Director: William Klein
Year Released: 1969
Rating: 2.0
Expatriate and WWII vet Klein, living in France and lovin' it, decides to turn the naive but nasty American Export of Freedom (* By Any Means Necessary) into a comic-book type film and, frankly, the results are mixed. The crass Anti-Americanism, as Mr. Rosenbaum points out, is excusable because of Klein's true nationality (and I second the notion that this could have only been made by an American - who best to lay into us than us), but his satire is entirely too one-dimensional and repetitive - if you haven't tired of the joke by the fifteen minute mark, you're a better person than I. There is much to celebrate here, especially in the set design (red, white and blue ... of course) and costumes (Mr.
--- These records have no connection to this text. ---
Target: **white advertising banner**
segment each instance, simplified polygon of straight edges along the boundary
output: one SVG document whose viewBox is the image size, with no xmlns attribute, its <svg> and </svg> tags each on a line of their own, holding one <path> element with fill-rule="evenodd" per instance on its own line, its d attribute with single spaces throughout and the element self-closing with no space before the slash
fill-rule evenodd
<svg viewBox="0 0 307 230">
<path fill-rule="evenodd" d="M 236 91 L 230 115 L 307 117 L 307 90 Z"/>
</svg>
Freedom looks like a cross between a fighter pilot and a football player) not to mention the casting (Delphine Seyrig, Donald Pleasance and one of my heroes, Serge Gainsbourg!), but the picture doesn't go anywhere, and the final acts of destruction aren't unlike Antonioni's explosion/commotion in Zabriskie Point (stuff-goes-boom). If there's a movie I can think of that begs for a remake, especially in these times, it's this one (Will Ferrell as Mr. Freedom could work) though I wonder how far Hollywood would be willing to go in skewering its own political ignorance.